Almost everything seemed to work in the RoboHelp project. The graphics, links, and formatting all worked, which makes sense since they're basically standard HTML. But I ran into two problems. First, when I opened a topic containing a Captivate movie, the movie display box appeared but a message indicated that I needed to download the Flash player. I did and the movie ran fine, but I'm not sure why I had to download the player since it was already on the machine. More serious was the fact that the navigation tabs displayed but the TOC and Index tabs were empty. More research on the horizon...

Monday, July 28, 2008

Remaining Questions From Remote Flare Course

Sorry about the delay, folks. Here are the answers to the remaining questions…

How to control the indent of a table – To set a global indent, open the Stylesheet Editor, select the tr style, open the Box properties group, and set the indent by using the margin-left property. To set an indent for one table, or one group of tables, create a new style class under the tr style, such as “table indent style 1” or the like, then select the new style, open the Box properties group, and set the indent by using the margin-left property.

Find Results window not displaying – If you recall, the Find Results window didn’t open when I ran a search in the advanced course. This was due to some undetermined layout setting. To fix this, reset your layout to the default (Window > Layouts > Reset Window Layout…) and try the search again. The Find Results window should display perfectly at the bottom of the screen.

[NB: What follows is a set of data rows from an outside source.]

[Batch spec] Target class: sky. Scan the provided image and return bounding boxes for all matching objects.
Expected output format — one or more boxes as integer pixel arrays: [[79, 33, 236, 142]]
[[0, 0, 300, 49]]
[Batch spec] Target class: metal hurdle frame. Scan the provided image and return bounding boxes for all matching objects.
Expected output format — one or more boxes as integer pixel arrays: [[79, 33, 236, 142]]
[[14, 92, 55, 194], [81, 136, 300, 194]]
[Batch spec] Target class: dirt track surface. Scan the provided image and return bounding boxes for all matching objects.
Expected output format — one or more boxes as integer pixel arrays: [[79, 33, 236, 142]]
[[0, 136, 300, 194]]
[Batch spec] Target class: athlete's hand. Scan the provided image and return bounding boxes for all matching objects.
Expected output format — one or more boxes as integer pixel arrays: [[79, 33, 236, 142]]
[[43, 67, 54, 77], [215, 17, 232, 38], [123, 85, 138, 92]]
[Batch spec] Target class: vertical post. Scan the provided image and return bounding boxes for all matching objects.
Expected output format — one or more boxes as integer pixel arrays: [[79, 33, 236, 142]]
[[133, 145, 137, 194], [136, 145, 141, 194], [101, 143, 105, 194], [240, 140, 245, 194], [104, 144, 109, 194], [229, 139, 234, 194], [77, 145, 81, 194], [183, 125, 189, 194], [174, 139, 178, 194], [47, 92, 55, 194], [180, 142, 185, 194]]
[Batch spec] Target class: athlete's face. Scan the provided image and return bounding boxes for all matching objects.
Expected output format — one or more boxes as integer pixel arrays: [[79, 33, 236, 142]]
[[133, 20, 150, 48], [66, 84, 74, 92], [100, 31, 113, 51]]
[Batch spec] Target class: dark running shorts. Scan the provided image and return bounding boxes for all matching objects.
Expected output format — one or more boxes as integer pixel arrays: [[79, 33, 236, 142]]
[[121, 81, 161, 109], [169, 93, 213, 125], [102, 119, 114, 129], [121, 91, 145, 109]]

Is there a “Keep With Next” or “Keep With Previous” setting for print out- put to prevent two page elements from splitting across a page break, such as keeping a paragraph and a numbered list together? – Yes, but it’s not labelled as such. In the Stylesheet editor, open the PrintSupport properties group for the style that you’re formatting and select either the always or avoid value, as needed, for either the page-break-before or page-break-after property, as needed.

Tuesday, July 22, 2008

First Issue From the 7/21-7/22 Advanced Flare Course

Re the exercise on page 103 about finding and removing unused style classes from a CSS - I looked in the original dept_styles.css file, in the Files folder, and it does contain the p.temporary class. This means that I probably accidentally deleted p.temporary from the css in the project when I was moving other style classes out from under the Print Medium. So you should have found p.temporary in the dept_styles.css file that you imported into the project and should have been able to delete it per the exercise.

More to come over the next few days.